When to Use a Python Helper vs. Pure Prompt¶

The decision between using a Python helper script and relying on Claude to perform the transformation in a single prompt turn is not always obvious. The rule of thumb:

Use Python when the transformation is deterministic. Column name normalization, type coercion, numeric aggregation, schema validation — these have exactly one correct answer for any given input. A Python function is faster, cheaper, and more reliable than asking Claude to reason through each row of a CSV.

Use Claude when the transformation requires judgment. Inferring relationships between concepts, choosing which columns are semantically related, deciding whether a value is an outlier or a legitimate data point — these require the kind of contextual reasoning that Claude does well and Python cannot.

The best data format skills use both: Python for the mechanical parts, Claude for the judgment calls. The Python helper does the heavy lifting (parsing, normalizing, aggregating) and returns a partially complete structure. Claude fills in the fields that require semantic understanding (descriptions, labels, relationship types) and runs the final validation.

This division of labor also improves debugging.
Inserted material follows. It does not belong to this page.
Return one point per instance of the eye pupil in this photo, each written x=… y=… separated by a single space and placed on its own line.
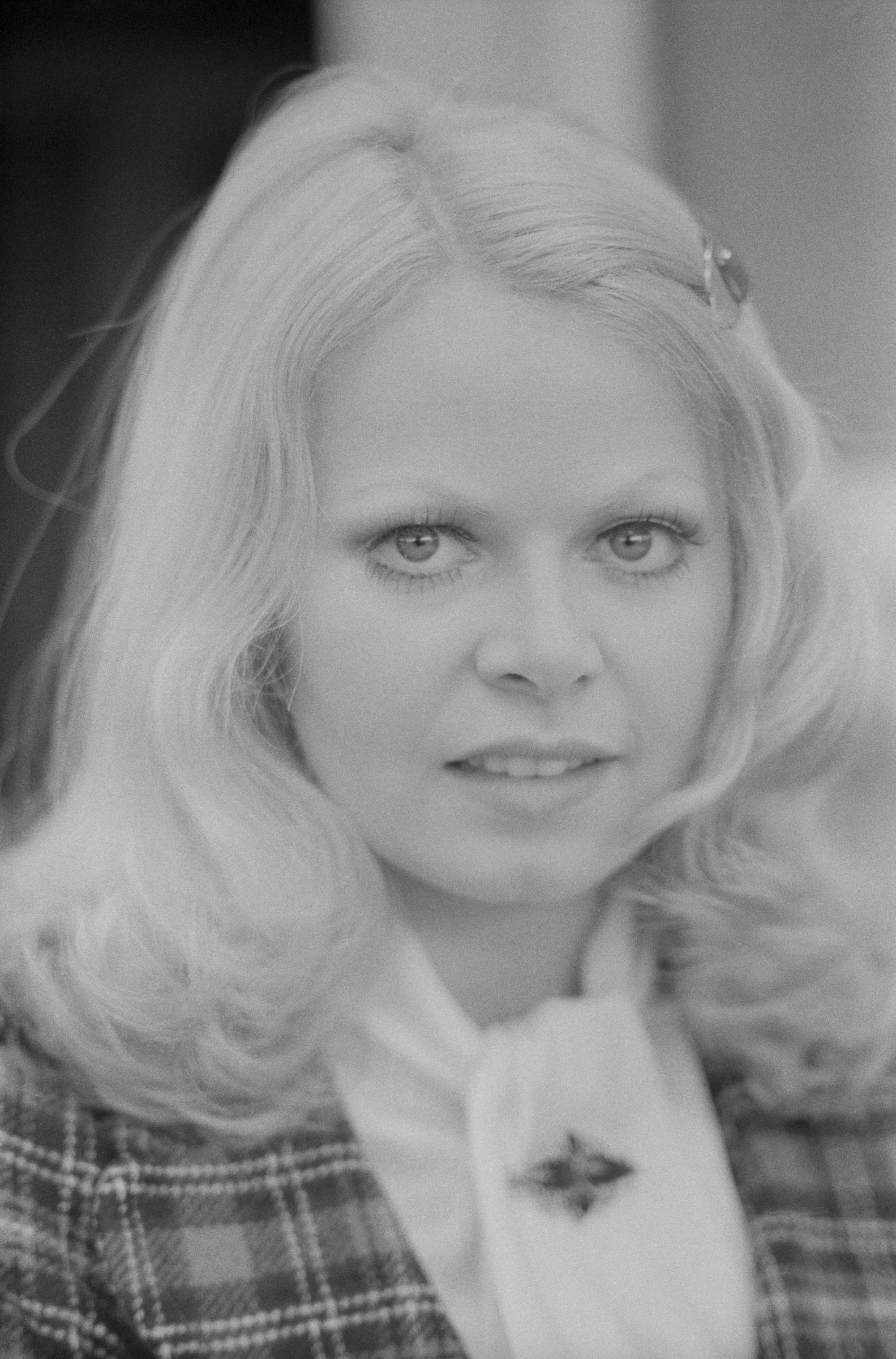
x=417 y=544
x=632 y=542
When a data format skill produces wrong output, you can isolate whether the problem is in the Python transformation (test the script directly) or in Claude's judgment layer (look at what structure the Python returned and how Claude modified it).

Design Checklist for Data Format Skills¶

Before shipping a data format skill, verify these properties:

Property	Check
Output schema is documented	Does `README.md` describe the output format?
Python helper exits non-zero on failure	Tested with bad input?
`allowed-tools` includes `Bash` if script runs	Frontmatter has `Bash`?
Output file is never silently overwritten	Skill checks for existing file?
Column/field names are normalized	No spaces or special chars in keys?
Example input and expected output included	`examples/` directory exists?
Validation script is separate from transform script	Two scripts, clear separation?

Summary¶

Data format skills are transformation tools: they change the shape of data without changing its meaning. The patterns that make them reliable are consistent output schemas, deterministic Python helpers for the mechanical parts, explicit tool permissions in frontmatter, and separate validation scripts that confirm output quality before Claude reports success. The data.json pattern connects data format skills to the broader MicroSim ecosystem, making them a foundational layer for any textbook or course that uses interactive visualizations.